Chaque année, près d’un milliard de tonnes de nourriture encore consommable sont perdues ou gaspillées à travers le monde. Cela représente environ un cinquième des aliments destinés à la consommation. Derrière ces chiffres alarmants se cachent des conséquences multiples telles que l’aggravation de l’insécurité alimentaire, le gaspillage de ressources naturelles (eau, énergie, terres agricoles) et l’augmentation des émissions de gaz à effet de serre.
Lire aussi : VALORISATION DES PRODUITS HALIEUTIQUES : Un atelier régional pour booster la pêche aux Comores
En effet, ce phénomène est largement alimenté par les ménages, responsables à eux seuls d’environ 60 % du gaspillage alimentaire. À cela s’ajoutent les pertes dans les secteurs de la restauration et du commerce, souvent liées à des systèmes alimentaires peu efficaces, allant de la production à la distribution. Face à cette réalité, un changement de paradigme s’impose.
Il ne s’agit plus seulement de produire davantage, mais de consommer mieux. La transition vers des systèmes alimentaires durables et circulaires devient une nécessité. Cela implique une meilleure gestion des ressources, une réduction des pertes et une valorisation des déchets, notamment à travers le compostage ou la redistribution des surplus.

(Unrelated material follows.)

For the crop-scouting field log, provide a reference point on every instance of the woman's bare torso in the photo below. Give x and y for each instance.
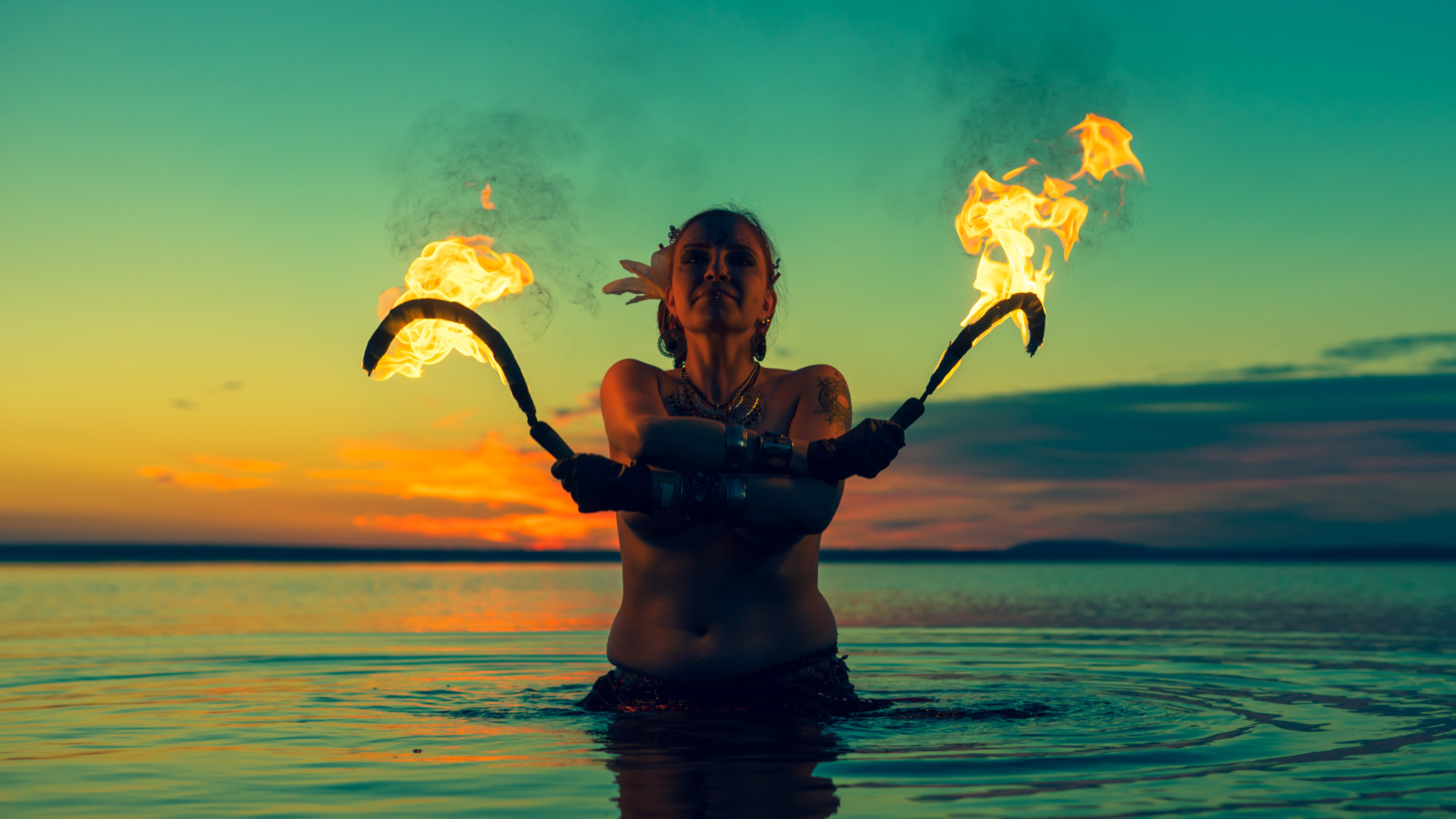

Quel rôle pour quel acteur ?
Pour y parvenir, les États ont un rôle déterminant à jouer. En intégrant la lutte contre le gaspillage alimentaire dans les politiques publiques, qu’il s’agisse de climat, de biodiversité ou de développement urbain, ils peuvent impulser des dynamiques durables. Le renforcement des partenariats entre secteurs public et privé, ainsi que l’adhésion à des initiatives comme Food Waste Breakthrough, constituent des leviers importants pour accélérer le changement.
De leur côté, les entreprises sont appelées à revoir leurs pratiques. Fixer des objectifs clairs de réduction du gaspillage, innover dans les chaînes d’approvisionnement et adopter des modèles circulaires sont autant d’actions nécessaires pour limiter les pertes.

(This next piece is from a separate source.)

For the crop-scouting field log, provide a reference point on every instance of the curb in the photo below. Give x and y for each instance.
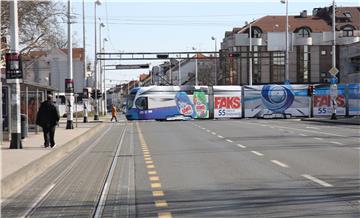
(334, 121)
(17, 180)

Par ailleurs, il faut noter que le véritable moteur du changement reste le citoyen. En partant de la planification des repas à l’accommodation des restes en passant par l’achat de quantité raisonnable, la bonne conservation des aliments, chaque geste compte. Ce sont autant de pratiques simples mais efficaces. Soutenir les initiatives locales de récupération et de redistribution des denrées alimentaires contribue également à réduire le gaspillage.

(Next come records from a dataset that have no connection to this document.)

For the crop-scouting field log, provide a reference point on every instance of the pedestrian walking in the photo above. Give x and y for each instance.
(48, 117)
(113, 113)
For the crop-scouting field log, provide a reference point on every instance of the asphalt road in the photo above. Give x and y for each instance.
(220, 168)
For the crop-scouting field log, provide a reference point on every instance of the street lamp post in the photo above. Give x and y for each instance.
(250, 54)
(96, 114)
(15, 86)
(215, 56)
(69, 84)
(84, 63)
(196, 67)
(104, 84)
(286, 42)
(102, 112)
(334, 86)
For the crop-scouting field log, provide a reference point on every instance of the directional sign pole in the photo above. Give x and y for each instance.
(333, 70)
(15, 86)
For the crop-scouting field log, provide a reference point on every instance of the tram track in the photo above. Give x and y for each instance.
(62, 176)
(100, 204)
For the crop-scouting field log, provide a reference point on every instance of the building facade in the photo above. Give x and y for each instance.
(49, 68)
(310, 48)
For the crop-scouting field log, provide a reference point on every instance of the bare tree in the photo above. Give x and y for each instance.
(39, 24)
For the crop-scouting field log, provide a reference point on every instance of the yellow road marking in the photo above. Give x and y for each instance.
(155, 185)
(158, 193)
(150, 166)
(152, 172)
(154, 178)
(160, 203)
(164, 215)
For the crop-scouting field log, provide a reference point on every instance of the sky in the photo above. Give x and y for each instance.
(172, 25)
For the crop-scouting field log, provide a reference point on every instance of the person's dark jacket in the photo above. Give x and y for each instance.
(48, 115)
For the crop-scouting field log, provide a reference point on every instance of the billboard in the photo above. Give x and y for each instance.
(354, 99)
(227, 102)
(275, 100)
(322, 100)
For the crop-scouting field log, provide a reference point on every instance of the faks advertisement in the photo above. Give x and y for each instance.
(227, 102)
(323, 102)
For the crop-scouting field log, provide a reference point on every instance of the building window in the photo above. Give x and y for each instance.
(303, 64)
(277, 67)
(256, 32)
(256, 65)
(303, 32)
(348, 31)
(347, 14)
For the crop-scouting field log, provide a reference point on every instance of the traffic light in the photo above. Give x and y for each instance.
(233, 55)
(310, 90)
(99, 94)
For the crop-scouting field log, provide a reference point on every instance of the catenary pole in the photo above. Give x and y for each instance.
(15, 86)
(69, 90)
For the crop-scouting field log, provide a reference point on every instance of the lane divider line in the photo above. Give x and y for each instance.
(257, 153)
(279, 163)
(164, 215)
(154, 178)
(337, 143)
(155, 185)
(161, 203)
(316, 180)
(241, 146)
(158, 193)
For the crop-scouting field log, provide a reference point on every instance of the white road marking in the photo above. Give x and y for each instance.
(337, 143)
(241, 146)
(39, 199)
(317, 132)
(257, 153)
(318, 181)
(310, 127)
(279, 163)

Au-delà des actions individuelles, c’est un changement de mentalité qui est attendu. Faire du gaspillage alimentaire un comportement socialement inacceptable est un défi collectif. Un avenir sans gaspillage est à portée de main, à condition que chacun prenne ses responsabilités. Car, en définitive, la lutte pour un monde plus durable commence là où tout débute : dans les assiettes.